OMG Tanks Over 25% as Exchanges See Record Inflows After BOBA Airdrop Snapshot
Centralized exchanges registered a net inflow of 5.7 million OMG tokens on Friday.
OMG, the native token of the OMG Network layer 2 scaling protocol for Ethereum offering faster and cheaper transactions, crashed on Friday.
The cryptocurrency fell 27% to $12.70 as exchange inflows spiked in what appeared to be a classic “sell the fact” reaction to Boba Network’s completion of a snapshot for an airdrop, or free BOBA coins, to OMG holders.
OMG hit its lowest price since Oct. 28, falling below the 50-day moving average (MA) support after 3 1/2 months, CoinDesk 20 data shows.
Blockchain data shows investors transferred coins to exchanges in large numbers early today, possibly to liquidate holdings.
Centralized exchanges registered a net inflow of 5.7 million OMG tokens on Friday – the largest influx on record. Increased transfer of coins to exchanges represents investor intention to sell, while continued outflow is a sign of solid holding sentiment.
The price sell-off and exchange inflows picked up the pace during Asian trading hours after Boba Network, a new layer 2 product created by blockchain developer Enya in collaboration with OMG Network, announced a snapshot – a Polaroid record – of balances held by OMG holders on the Ethereum network and the Boba Network.
On Nov. 19, these recorded wallets will receive free BOBA governance tokens in proportion to their OMG holdings at the snapshot time.
The price drop comes after a strong rally that saw prices reach a three-year high of $20 earlier this month. The cryptocurrency picked up a bid near $6 last month as the lure of making free money from the impending Boba Network airdrop drew demand.

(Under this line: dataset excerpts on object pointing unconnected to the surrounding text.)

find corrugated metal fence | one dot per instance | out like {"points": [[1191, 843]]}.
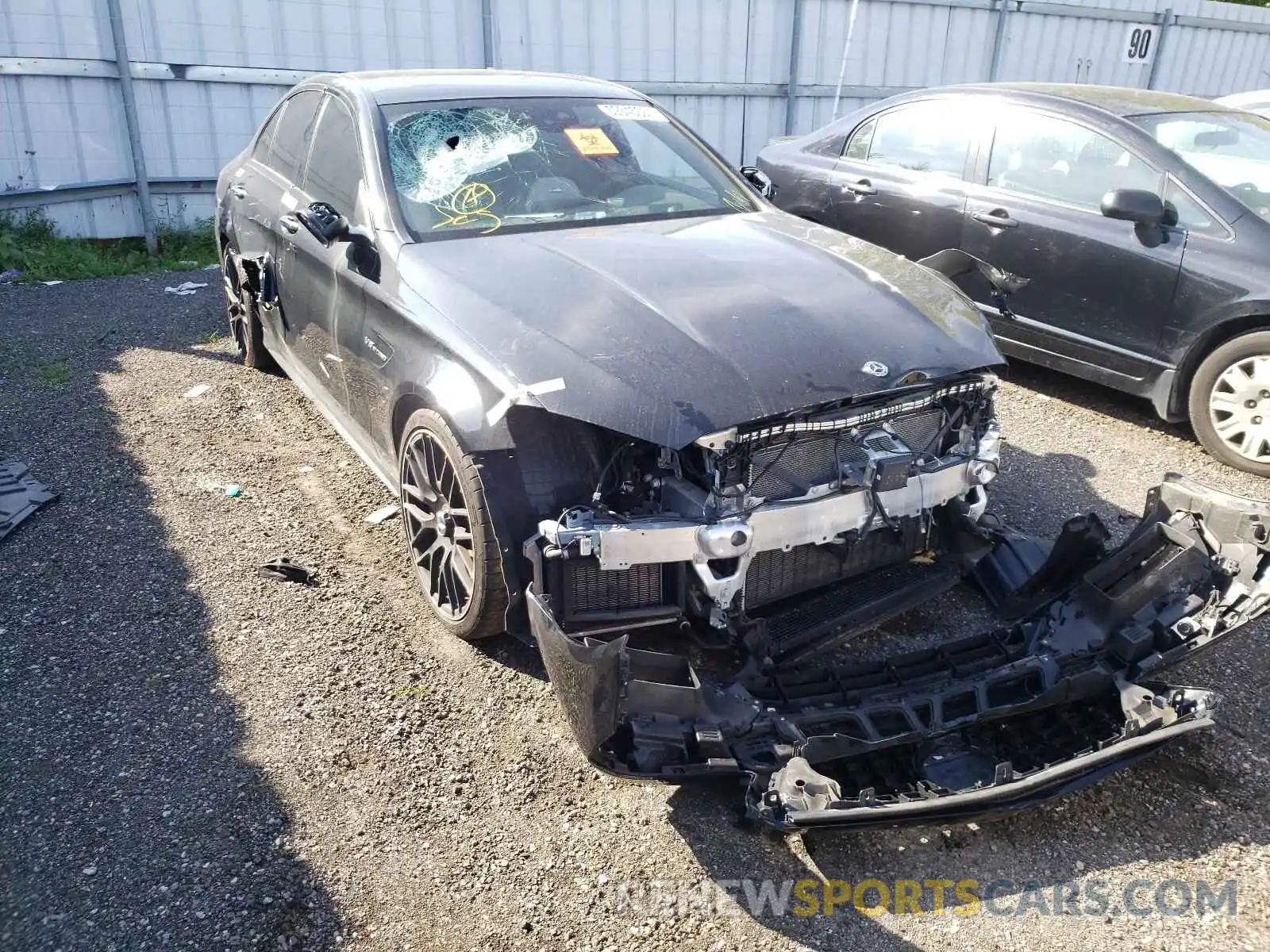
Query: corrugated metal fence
{"points": [[203, 73]]}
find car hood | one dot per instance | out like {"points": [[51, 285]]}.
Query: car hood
{"points": [[668, 330]]}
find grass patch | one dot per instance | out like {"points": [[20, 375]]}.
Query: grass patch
{"points": [[56, 374], [32, 245]]}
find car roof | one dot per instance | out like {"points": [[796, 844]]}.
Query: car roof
{"points": [[1118, 101], [387, 86]]}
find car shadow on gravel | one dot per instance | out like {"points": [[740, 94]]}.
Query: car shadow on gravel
{"points": [[130, 816], [1133, 410]]}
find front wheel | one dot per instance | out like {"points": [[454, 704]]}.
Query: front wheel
{"points": [[1230, 403], [448, 531]]}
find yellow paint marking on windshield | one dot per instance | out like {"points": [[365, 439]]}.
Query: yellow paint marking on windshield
{"points": [[469, 205], [591, 143]]}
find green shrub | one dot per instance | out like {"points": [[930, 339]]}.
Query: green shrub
{"points": [[29, 243]]}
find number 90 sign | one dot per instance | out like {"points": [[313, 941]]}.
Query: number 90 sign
{"points": [[1140, 44]]}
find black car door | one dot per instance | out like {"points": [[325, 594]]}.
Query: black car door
{"points": [[253, 194], [1100, 290], [273, 197], [901, 183], [321, 274]]}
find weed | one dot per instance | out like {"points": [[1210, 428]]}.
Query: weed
{"points": [[31, 244], [56, 374]]}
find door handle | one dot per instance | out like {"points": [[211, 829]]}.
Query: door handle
{"points": [[996, 219]]}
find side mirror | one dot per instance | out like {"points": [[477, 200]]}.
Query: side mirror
{"points": [[1136, 205], [759, 178], [324, 222]]}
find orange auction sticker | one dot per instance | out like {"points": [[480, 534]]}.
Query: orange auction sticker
{"points": [[591, 143]]}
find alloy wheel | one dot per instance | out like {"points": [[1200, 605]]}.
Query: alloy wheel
{"points": [[1238, 406], [438, 526]]}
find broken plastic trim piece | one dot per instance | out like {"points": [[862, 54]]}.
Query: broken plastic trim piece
{"points": [[972, 727], [286, 570], [21, 495]]}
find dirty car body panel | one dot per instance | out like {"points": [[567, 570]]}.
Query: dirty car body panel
{"points": [[715, 441]]}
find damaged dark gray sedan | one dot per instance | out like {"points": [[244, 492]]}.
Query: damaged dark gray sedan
{"points": [[691, 446]]}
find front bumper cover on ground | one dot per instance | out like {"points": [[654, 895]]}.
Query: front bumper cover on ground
{"points": [[971, 727]]}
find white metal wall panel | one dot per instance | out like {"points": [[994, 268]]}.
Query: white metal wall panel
{"points": [[67, 29], [56, 130], [60, 130]]}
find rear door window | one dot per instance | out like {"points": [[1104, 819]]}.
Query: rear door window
{"points": [[1035, 154], [294, 133], [334, 173], [933, 137], [857, 146]]}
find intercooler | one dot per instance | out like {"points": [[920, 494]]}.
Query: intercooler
{"points": [[787, 470], [776, 574], [592, 594]]}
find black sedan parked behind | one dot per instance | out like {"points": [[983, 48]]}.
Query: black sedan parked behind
{"points": [[689, 444], [1138, 216]]}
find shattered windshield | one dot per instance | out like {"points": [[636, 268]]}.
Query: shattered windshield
{"points": [[495, 165], [1231, 149]]}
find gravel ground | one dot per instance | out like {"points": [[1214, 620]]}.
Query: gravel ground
{"points": [[198, 758]]}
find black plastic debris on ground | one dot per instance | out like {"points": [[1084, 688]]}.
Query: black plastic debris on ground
{"points": [[286, 570], [21, 495]]}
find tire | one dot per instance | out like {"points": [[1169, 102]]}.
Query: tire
{"points": [[244, 314], [1230, 403], [459, 566]]}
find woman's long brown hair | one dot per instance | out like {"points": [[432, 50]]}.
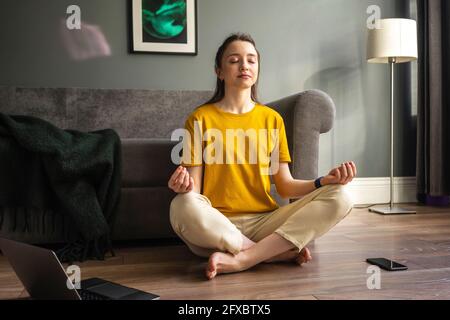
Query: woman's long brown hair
{"points": [[219, 92]]}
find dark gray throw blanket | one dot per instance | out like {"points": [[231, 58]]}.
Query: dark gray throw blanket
{"points": [[74, 174]]}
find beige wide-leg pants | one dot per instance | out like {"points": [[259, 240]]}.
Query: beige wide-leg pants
{"points": [[205, 229]]}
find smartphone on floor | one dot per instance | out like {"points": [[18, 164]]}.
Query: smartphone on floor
{"points": [[387, 264]]}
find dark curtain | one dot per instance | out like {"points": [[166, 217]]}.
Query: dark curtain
{"points": [[433, 118]]}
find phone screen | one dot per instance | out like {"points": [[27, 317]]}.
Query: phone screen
{"points": [[387, 264]]}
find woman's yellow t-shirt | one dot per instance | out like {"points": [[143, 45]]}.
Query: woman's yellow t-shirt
{"points": [[238, 152]]}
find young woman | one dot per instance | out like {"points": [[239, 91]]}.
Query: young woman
{"points": [[224, 209]]}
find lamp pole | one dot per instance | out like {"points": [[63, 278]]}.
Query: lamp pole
{"points": [[392, 61], [391, 209]]}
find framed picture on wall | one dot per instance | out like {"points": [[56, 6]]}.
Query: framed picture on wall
{"points": [[164, 26]]}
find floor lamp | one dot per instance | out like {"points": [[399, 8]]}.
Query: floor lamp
{"points": [[394, 41]]}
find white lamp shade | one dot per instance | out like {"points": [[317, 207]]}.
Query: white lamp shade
{"points": [[396, 38]]}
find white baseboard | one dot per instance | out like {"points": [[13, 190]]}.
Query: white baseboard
{"points": [[377, 190]]}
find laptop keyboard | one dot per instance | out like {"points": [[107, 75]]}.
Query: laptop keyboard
{"points": [[87, 295]]}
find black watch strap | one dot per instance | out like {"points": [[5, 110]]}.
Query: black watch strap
{"points": [[317, 183]]}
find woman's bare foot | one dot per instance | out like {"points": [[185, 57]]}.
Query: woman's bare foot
{"points": [[304, 256], [220, 262], [292, 255]]}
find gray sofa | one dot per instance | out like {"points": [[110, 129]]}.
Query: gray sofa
{"points": [[145, 119]]}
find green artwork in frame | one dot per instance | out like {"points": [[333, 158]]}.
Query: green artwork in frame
{"points": [[164, 26]]}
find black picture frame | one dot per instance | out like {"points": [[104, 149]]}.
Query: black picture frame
{"points": [[153, 30]]}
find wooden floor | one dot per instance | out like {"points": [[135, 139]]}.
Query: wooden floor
{"points": [[338, 269]]}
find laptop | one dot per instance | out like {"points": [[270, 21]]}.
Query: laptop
{"points": [[44, 277]]}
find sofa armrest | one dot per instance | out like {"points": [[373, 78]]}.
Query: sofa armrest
{"points": [[306, 115]]}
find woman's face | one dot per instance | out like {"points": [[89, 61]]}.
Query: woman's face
{"points": [[239, 65]]}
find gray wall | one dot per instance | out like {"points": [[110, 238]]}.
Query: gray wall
{"points": [[304, 44]]}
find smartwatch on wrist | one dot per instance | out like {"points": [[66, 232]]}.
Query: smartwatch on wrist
{"points": [[317, 183]]}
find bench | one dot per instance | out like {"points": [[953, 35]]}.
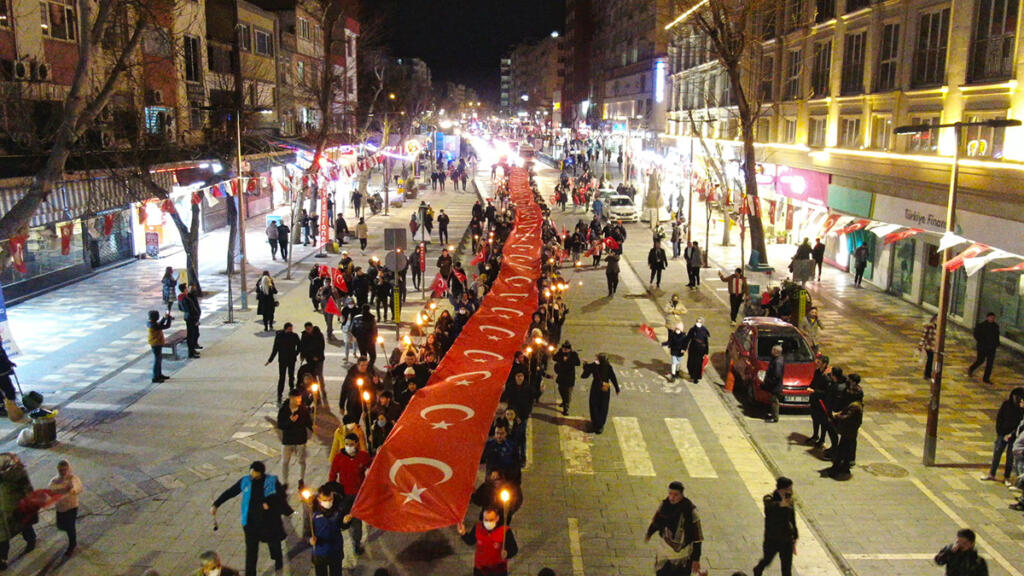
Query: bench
{"points": [[173, 340]]}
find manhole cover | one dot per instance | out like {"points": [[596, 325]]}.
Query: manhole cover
{"points": [[885, 469]]}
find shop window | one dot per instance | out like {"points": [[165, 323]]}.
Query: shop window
{"points": [[1003, 294], [992, 49], [821, 70], [930, 52], [888, 58]]}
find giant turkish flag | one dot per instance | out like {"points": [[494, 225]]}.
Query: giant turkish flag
{"points": [[425, 472]]}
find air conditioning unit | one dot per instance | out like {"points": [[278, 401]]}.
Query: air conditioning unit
{"points": [[22, 70], [107, 139], [41, 72]]}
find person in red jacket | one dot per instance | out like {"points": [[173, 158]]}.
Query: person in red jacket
{"points": [[495, 544], [349, 468]]}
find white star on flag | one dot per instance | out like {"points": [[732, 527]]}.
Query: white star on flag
{"points": [[414, 494]]}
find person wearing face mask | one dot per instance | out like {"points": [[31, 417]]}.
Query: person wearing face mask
{"points": [[697, 337], [495, 543], [349, 468], [677, 343], [209, 563], [327, 539]]}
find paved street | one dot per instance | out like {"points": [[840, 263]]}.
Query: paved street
{"points": [[154, 456]]}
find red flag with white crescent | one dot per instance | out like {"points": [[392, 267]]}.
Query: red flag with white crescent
{"points": [[425, 472], [973, 251]]}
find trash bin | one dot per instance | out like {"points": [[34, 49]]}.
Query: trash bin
{"points": [[44, 427]]}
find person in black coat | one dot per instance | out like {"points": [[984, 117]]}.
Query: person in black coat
{"points": [[656, 260], [566, 361], [600, 389], [697, 337], [986, 336], [286, 348]]}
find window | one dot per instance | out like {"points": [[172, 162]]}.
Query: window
{"points": [[983, 141], [245, 37], [794, 67], [816, 131], [853, 63], [930, 53], [5, 14], [791, 130], [766, 90], [822, 70], [924, 142], [849, 132], [888, 58], [992, 50], [824, 10], [264, 43], [194, 65], [882, 132], [59, 19]]}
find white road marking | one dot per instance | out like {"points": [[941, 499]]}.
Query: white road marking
{"points": [[692, 453], [633, 446], [576, 450], [574, 548]]}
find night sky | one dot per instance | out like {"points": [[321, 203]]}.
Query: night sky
{"points": [[463, 40]]}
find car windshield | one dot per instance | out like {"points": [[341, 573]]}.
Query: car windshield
{"points": [[795, 348]]}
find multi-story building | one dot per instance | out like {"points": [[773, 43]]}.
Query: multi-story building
{"points": [[834, 79], [538, 69]]}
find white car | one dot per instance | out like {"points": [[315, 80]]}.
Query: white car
{"points": [[621, 208]]}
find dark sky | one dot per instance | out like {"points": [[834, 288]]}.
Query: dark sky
{"points": [[462, 40]]}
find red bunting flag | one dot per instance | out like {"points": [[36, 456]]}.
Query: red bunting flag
{"points": [[16, 246], [1019, 266], [901, 235], [424, 475], [973, 251], [66, 232]]}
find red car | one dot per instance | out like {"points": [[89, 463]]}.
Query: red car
{"points": [[750, 351]]}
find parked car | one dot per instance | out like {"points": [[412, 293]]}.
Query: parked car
{"points": [[750, 351], [621, 208]]}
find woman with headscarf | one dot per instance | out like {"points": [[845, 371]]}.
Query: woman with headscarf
{"points": [[698, 337], [600, 389]]}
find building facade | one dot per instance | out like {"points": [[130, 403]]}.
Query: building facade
{"points": [[834, 79]]}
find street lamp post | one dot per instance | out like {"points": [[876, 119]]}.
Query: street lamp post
{"points": [[932, 425]]}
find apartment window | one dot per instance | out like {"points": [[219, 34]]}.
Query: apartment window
{"points": [[764, 130], [816, 131], [790, 134], [992, 50], [983, 141], [882, 132], [853, 63], [794, 14], [924, 142], [930, 53], [264, 43], [888, 58], [849, 132], [193, 57], [766, 90], [854, 5], [794, 67], [59, 19], [821, 70], [824, 10], [5, 14]]}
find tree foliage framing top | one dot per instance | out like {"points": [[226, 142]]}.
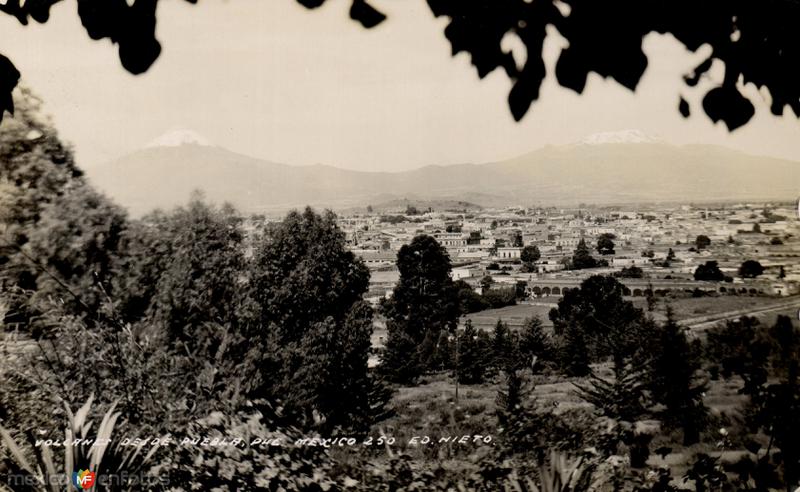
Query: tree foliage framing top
{"points": [[757, 41]]}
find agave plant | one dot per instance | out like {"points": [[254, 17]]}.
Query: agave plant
{"points": [[562, 475], [93, 453]]}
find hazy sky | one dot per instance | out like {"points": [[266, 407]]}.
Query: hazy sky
{"points": [[274, 80]]}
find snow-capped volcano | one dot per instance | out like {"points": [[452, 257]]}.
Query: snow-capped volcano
{"points": [[623, 136], [176, 138]]}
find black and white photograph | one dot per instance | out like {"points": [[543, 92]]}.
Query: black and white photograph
{"points": [[400, 245]]}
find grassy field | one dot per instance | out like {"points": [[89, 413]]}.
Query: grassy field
{"points": [[430, 409]]}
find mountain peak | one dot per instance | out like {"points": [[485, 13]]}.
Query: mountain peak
{"points": [[623, 136], [176, 138]]}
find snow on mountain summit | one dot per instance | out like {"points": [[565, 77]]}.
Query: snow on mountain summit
{"points": [[176, 138], [624, 136]]}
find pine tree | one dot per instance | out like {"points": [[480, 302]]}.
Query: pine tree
{"points": [[674, 381], [425, 303], [582, 257], [620, 398], [534, 341], [574, 352], [471, 359], [500, 345]]}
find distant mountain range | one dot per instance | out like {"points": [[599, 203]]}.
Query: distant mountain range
{"points": [[610, 168]]}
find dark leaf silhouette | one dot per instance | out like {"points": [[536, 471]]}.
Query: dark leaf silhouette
{"points": [[757, 42], [9, 76]]}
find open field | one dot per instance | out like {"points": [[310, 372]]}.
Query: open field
{"points": [[430, 409], [703, 311]]}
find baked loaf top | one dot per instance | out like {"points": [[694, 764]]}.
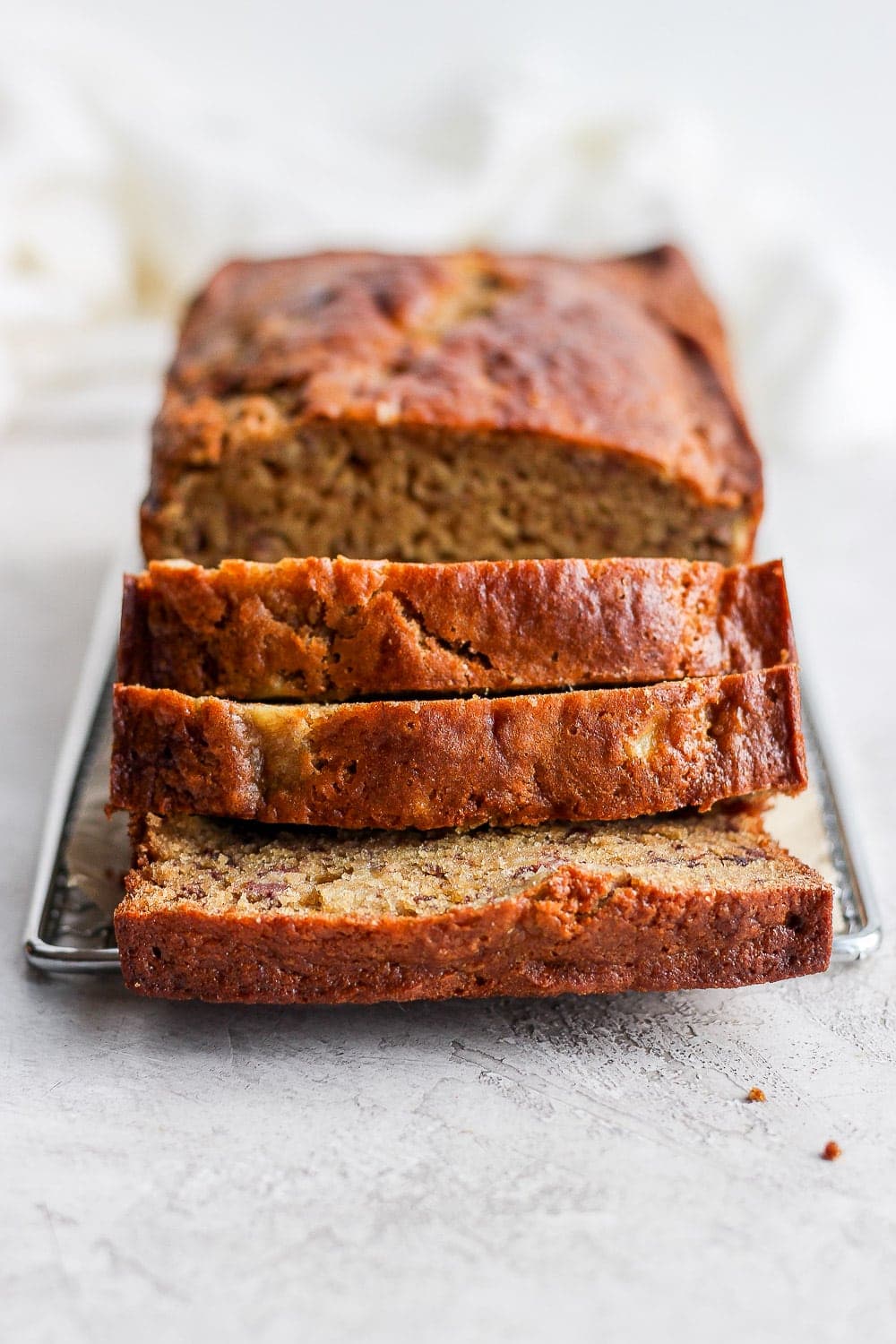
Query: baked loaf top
{"points": [[319, 629], [458, 762], [624, 355], [237, 913]]}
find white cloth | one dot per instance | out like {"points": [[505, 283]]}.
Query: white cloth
{"points": [[120, 193]]}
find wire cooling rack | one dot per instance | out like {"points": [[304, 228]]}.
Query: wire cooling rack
{"points": [[83, 855]]}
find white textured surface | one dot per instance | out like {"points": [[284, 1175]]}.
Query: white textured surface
{"points": [[500, 1171]]}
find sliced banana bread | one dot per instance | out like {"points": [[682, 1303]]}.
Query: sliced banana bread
{"points": [[320, 629], [458, 762], [452, 408], [234, 913]]}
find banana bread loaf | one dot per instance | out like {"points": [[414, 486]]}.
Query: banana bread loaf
{"points": [[234, 913], [452, 408], [320, 629], [458, 762]]}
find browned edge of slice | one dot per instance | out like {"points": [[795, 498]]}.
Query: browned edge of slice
{"points": [[602, 754], [325, 631], [571, 930]]}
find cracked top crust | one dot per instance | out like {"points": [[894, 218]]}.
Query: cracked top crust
{"points": [[625, 355]]}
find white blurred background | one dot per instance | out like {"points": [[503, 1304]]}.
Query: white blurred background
{"points": [[142, 144]]}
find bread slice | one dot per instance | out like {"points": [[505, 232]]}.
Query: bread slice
{"points": [[452, 408], [320, 629], [234, 913], [458, 762]]}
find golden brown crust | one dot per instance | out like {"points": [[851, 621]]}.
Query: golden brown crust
{"points": [[571, 930], [622, 358], [319, 629], [595, 754]]}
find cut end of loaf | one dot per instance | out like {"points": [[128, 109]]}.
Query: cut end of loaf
{"points": [[274, 489]]}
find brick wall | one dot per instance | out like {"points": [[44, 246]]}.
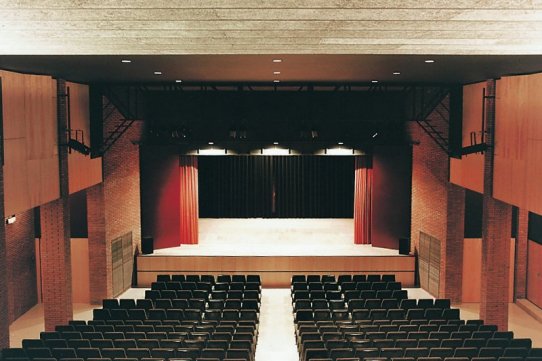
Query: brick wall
{"points": [[114, 206], [21, 265], [99, 252], [496, 230], [520, 272], [438, 210], [4, 318], [121, 183]]}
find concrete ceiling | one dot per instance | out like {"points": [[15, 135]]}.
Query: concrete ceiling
{"points": [[262, 69], [236, 40], [107, 27]]}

OMG also benefited from the broad-based rally in coins associated with Ethereum layer 2 projects and Ethereum alternatives like Solana and Polkadot.
The uptick in the lead-up to the airdrop snapshot and the subsequent sell-off is related to the “buy the rumor, sell the fact” trade often observed in stock markets and recently seen in bitcoin. The concept is based on the belief that market participants, being forward-looking, tend to buy an asset when expecting positive developments and take profit, driving the market lower on confirmation of the news.